On the way to the staircase we bumped into Harry Benevento—at least Valley did. They glared at each other. I assumed Benevento was angry that there’d been no progress on solving his son’s murder, but what was Valley pissed off about? I asked him as we headed down the stairs, and he muttered, “Guy doesn’t think we’re competent. He’s talking about lawsuits, private investigators.” He shrugged.
When we got to the EAR office a floor below, I was surprised to see Lucille sitting on a battered wooden bench in the hallway, looking very calm. No, she was more than calm; she actually seemed to be enjoying herself, and she certainly didn’t appear injured or even shocked in any way. So why had Delaney been alarmed?
Lucille was surrounded by our department chair, Coral Greathouse; Dulcie Halligan, EAR’s prissiest secretary; Iris Bell; Carter Savery; Bill and Betty Malatesta; and Delaney. Lucille had the bemused, indulgent air of a cynical dowager after a fainting spell, watching her heirs dance attendance on her.
They made quite a picture, but then Lucille, a woman in her late forties, drew your eyes wherever she was. It was the contrast of those dreadlocks and her oval, high-cheeked face people often assumed was part Korean, or Japanese. Actually, Lucille was half Indonesian, of Chinese descent. Her cool, appraising dark eyes often seemed at odds with her wide, loving smile, and though she was short and rather chunky, she bore herself regally in Laura Ashley dresses that fit her pear-shaped body perfectly.
By regal I don’t mean that Lucille brought to mind the distant land of monarch. It was the friendlier, Scandinavian kind I thought of. You know, the ones out at the flower market, bicycling to work, doing infomercials about their cosmetics line. Shy and reserved person that I am, I had of course once shared this private imagery with Lucille, and she had laughed. “You don’t sound like any bibliographer I ever met! You’ve got too much imagination.”
That, of course, had always be
en one of my problems.
“Hi, Nick,” she said now, smiling broadly. “Join the circus.” She patted the bench, and I sat down by her. I half expected her to thank me for coming and ask if I wanted a drink.
This was very strange, and I peered at Delaney—why had he been so upset? Then I asked her what was up.

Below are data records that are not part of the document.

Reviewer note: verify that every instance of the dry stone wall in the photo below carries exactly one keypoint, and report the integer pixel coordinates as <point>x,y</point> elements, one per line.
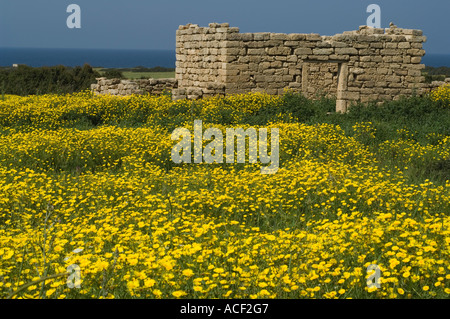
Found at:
<point>128,87</point>
<point>362,65</point>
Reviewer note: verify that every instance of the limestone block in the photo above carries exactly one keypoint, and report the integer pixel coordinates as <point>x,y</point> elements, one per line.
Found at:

Lucille sighed, but Coral Greathouse, wearing another one of her dreary suits, answered my question. “Someone sent Lucille a horrible postcard. An odious postcard.” She brandished a white rectangle that looked like one of those pre-stamped USPO cards, the kind that Stefan used when replying to fans he didn’t want to hear from again (interesting fans always got a card printed with our address).
Coral shuddered as if wishing she could destroy the card. Betty and Bill murmured to each other, and I suddenly recalled that Bill had wanted to talk to me about something, but it was fuzzy, and I couldn’t remember how important it had been.
Valley spoke up. “I’m Detective Valley with the campus police. Who’s in charge here?” He probably expected to hear that no one was. Valley had a very low opinion of our department, having run across its denizens twice before during murder investigations and interviewed many of us. We’re not really any worse than other English departments across the country, but we’re certainly no better. In other words, we have all the charm and dignity of snarling terrorists turning on each other in the last ten minutes of a thriller like Cliffhanger.
“I’m the chair,” Coral said. “Professor Greathouse.”
Lines like that always want me to quip, “If you’re the chair, then I’m the footstool.” Stefan has made me swear to never say that aloud.
If Coral expected some kind of acknowledgment of her status from Valley, she didn’t get it. Instead Valley snatched the card from her, and she glared at him. Coral was quiet and controlled and depended on her absolute straightforwardness to keep the department in line, but I could tell by her tight jaw that Valley was pushing her limits.
“How many people have touched this?” Valley asked sharply, holding the card by its edges as if it were a CD he was about to slip into his car stereo. I wondered what could possibly be on the card to have caused this much commotion.